The night before I’d met a French guy. He claimed to be ex-Foreign Legion. Short but muscular, he radiated fitness and strength. He told me about the running of the bulls in Pamplona, Spain. Most of the injuries, he said, occurred in the week before the actual running of the bulls. People gather in the streets to drink all night and brave young men climb the lampposts to jump off, trusting the crowd will catch them. Sometimes they plunge right through the upstretched arms.

My roommate and I split up and I drove with the French guy to Death Valley. He claimed to know a remote cabin in the mountains above the Valley floor. It was a three-hour, 13-mile hike, he told me, but the cabin was full of food and we could stay as long as we liked.

Although it sounded a little fantastical, I parked the car off the highway. He advised me to hide it as best as possible – we didn’t want anyone breaking in.

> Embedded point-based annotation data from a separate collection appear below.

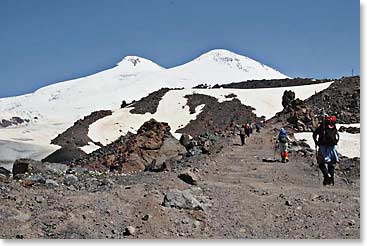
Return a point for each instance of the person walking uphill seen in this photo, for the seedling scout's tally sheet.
(326, 137)
(282, 142)
(242, 134)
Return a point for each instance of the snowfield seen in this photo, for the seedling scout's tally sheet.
(349, 144)
(173, 109)
(54, 108)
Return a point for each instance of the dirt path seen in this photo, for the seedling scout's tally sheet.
(255, 199)
(243, 197)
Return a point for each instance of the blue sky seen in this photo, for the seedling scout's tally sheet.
(46, 41)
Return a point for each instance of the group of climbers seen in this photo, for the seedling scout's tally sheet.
(247, 129)
(325, 136)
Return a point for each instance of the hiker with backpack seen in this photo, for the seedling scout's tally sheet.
(247, 130)
(242, 134)
(282, 142)
(326, 137)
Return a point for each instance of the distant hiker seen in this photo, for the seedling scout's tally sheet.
(326, 137)
(251, 127)
(247, 130)
(257, 125)
(242, 134)
(283, 141)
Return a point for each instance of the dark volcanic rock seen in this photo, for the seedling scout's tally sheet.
(341, 98)
(149, 104)
(150, 149)
(65, 155)
(181, 199)
(216, 117)
(185, 141)
(77, 135)
(189, 177)
(5, 172)
(271, 83)
(22, 166)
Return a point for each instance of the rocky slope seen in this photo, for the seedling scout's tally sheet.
(224, 195)
(271, 83)
(216, 117)
(152, 146)
(341, 99)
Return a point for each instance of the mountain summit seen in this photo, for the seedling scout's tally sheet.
(221, 65)
(138, 64)
(133, 78)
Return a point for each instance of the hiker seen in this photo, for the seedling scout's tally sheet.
(282, 142)
(326, 137)
(247, 130)
(251, 127)
(242, 134)
(257, 125)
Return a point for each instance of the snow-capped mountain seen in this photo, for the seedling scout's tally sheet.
(52, 109)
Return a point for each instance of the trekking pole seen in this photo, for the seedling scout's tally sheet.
(275, 149)
(317, 165)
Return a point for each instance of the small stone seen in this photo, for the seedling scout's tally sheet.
(70, 179)
(188, 177)
(351, 222)
(196, 224)
(130, 230)
(185, 221)
(146, 217)
(40, 199)
(21, 166)
(51, 183)
(288, 203)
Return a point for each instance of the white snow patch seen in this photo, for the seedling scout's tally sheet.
(90, 147)
(171, 109)
(266, 101)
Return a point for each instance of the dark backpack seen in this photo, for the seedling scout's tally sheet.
(330, 136)
(283, 138)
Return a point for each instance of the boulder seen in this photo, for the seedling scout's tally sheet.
(130, 230)
(4, 172)
(189, 177)
(34, 179)
(70, 179)
(181, 199)
(21, 166)
(185, 141)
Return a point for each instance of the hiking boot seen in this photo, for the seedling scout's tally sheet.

As we hiked across the valley floor toward the distant mountains, he told me how he’d nearly been executed in South America. He was travelling alone in the jungle and was sleeping in the trees to stay safe from jaguars. One morning he woke to find himself covered in blood. There was sticky blood all over his body, from head to toe. At first he suspected that something had been killed in the tree above him, but then he realized it was his own blood. He had been attacked by vampire bats in the middle of the night and they’d drooled his own blood onto his skin.

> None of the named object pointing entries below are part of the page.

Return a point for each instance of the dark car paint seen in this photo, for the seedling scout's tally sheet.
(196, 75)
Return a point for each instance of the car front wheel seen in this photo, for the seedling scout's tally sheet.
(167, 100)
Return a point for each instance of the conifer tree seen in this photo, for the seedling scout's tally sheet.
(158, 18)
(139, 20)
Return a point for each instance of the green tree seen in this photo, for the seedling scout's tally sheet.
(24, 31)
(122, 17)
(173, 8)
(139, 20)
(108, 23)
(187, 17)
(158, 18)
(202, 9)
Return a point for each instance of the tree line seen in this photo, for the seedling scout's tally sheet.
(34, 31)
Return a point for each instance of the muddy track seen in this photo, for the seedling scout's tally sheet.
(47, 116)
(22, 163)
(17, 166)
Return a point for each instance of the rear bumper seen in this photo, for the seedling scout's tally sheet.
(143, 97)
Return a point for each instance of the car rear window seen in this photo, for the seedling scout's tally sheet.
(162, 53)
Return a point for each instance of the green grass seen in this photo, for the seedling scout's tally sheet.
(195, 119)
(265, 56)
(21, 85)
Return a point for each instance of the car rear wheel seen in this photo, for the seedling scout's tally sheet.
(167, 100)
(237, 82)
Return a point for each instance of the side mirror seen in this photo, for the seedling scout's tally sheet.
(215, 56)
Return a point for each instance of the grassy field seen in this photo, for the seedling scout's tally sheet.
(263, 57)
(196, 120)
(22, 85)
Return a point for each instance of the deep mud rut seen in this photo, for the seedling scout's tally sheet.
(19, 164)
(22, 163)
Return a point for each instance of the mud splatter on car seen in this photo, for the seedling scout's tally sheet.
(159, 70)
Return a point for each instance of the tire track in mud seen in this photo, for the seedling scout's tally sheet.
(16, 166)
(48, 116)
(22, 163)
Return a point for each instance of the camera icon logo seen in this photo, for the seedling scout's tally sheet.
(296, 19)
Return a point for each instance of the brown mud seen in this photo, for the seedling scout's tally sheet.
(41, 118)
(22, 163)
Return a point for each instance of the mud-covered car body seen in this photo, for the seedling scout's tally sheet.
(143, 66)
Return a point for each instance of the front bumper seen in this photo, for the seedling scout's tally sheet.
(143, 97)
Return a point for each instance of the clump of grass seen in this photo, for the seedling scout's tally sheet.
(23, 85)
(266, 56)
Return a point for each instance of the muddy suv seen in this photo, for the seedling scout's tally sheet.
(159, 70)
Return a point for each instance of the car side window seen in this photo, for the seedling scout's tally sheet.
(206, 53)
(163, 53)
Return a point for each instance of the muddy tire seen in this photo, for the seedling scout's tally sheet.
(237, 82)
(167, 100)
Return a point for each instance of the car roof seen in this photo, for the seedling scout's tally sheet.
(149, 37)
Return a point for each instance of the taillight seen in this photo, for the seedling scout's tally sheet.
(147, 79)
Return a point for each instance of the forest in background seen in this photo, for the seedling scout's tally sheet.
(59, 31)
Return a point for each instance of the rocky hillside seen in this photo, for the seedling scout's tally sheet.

Afraid of a rabies infection, he headed for the nearest settlement. But he crossed the border into a neighboring country and was locked up by the army, which was battling local rebels. In the cell, he started to exhibit the first symptoms of rabies. But he had more pressing troubles. The army accused him of being a rebel spy and threatened to execute him. They didn’t believe his cockamamie story of solo jungle hikes and vampire bats. It took days of beatings and interrogations – plus his advancing rabies — to convince them of his innocence.

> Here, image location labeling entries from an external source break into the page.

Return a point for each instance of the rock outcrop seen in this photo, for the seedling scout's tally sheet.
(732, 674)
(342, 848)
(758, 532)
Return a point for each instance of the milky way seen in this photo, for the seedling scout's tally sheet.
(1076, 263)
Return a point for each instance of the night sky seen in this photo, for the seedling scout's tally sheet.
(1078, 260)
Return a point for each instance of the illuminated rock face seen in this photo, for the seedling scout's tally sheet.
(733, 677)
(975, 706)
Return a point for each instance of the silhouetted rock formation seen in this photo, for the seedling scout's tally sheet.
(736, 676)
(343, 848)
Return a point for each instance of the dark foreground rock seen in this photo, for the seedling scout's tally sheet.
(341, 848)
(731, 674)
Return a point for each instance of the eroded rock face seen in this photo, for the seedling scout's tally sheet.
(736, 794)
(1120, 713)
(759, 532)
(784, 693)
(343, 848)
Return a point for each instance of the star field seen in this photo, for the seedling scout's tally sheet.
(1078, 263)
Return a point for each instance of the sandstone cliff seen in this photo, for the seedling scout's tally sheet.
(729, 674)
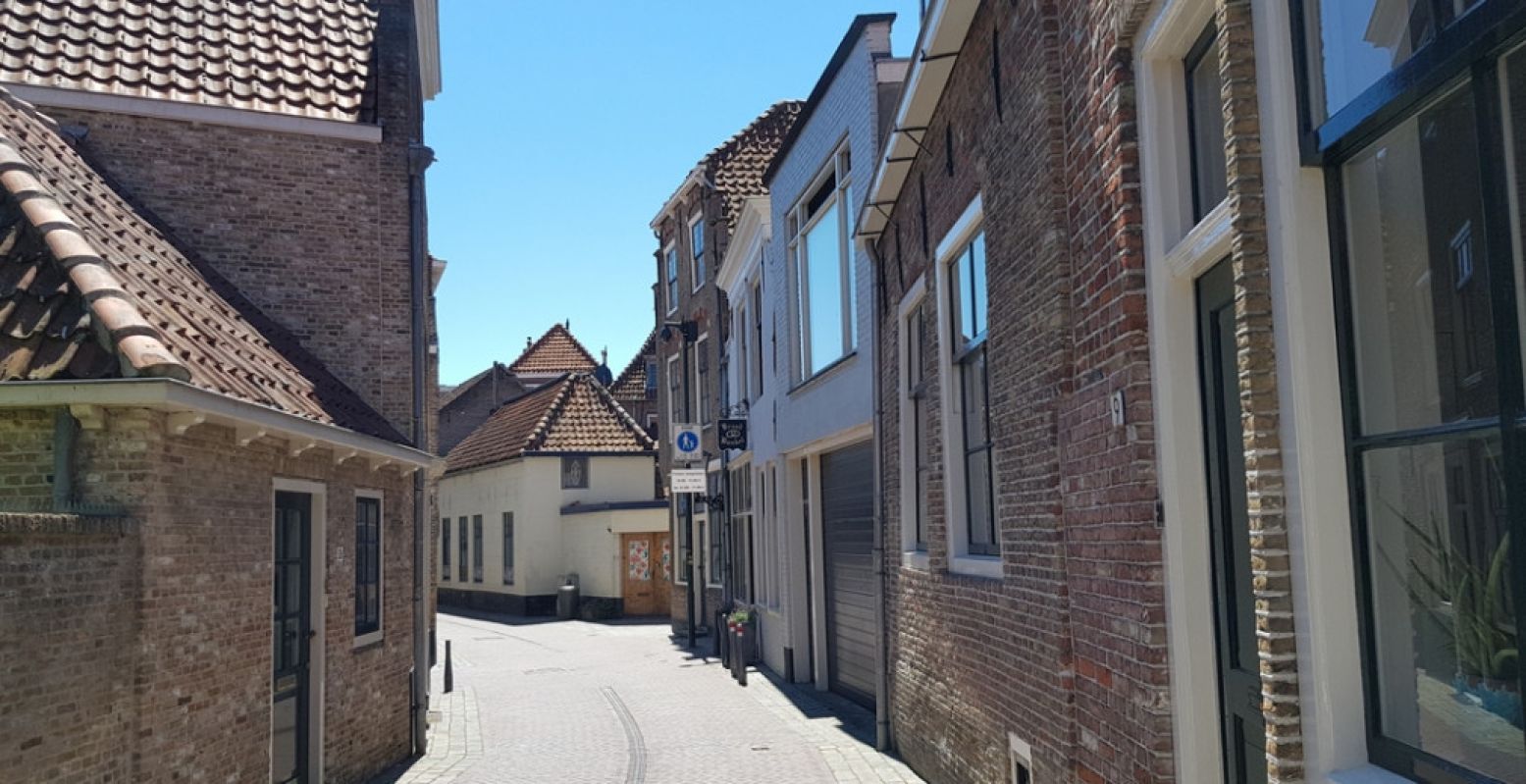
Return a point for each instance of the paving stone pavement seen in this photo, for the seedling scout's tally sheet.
(571, 702)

We crossed the Valley floor and started to climb upwards, following a rocky dry river bed full of huge boulders. I was getting more and more nervous. The French guy was crazy! There was no cabin here. Free food and board? In Death Valley? What was I thinking? He was luring me off the road to kill me. He’d take my Mustang keys and disappear. No one knew where I was. Not a soul. The name of the place began to gnaw at me, ringing in my head like a crazy mantra: Death Valley, Death Valley, Death Valley!

When I was a kid, my friends and I hitchhiked everywhere. We hitchhiked to school most days. We hitchhiked all across the country for camping holidays. We’d just take sleeping bags – no tent – and bed down in open fields. This was Britain in the 1980s, which didn’t seem particularly dangerous. But like the US, the UK is high up on UNICEF’s ranking of countries for child abuse.

I have my own kids now, and the thought of them hitchhiking wherever they please seems crazy. I’d never allow it. But they take buses all over San Francisco, and I have no problem with them hailing a car using Uber or Lyft. Because they are using an app, they’re not getting into a car with a stranger.

Likewise, we’ve swapped our house with strangers several times (AirBnB – read on for my wife Traci’s account) and I regularly buy used goods from Craigslist and eBay.

These apps affirm my deeply held belief that most people are fundamentally decent.

I digress: back to Death Valley. I kept trying to get behind the French guy so that I could pick up a boulder and smash his skull in. But he took my falling back as a sign of tiredness and he’d wait up to help me.

I was getting desperate. Death Valley! Death Valley! And then there was the cabin. Sitting on flat near the river bed, just shy of the lip of the mountain. An old miner’s cabin built around the turn of the century. It had four cots and, as promised, it was full of dry and canned food left by previous visitors. Over the years, it had accumulated into quite a hoard. We stayed for a few days, exploring the abandoned mine and mountaintop, which had unbelievable views across Death Valley in one direction, and across the Nevada desert in another.

When we hiked back down to the car, it was just as we left it, except someone had used their finger to write a message in the dust on the back windshield: “Clean Me.”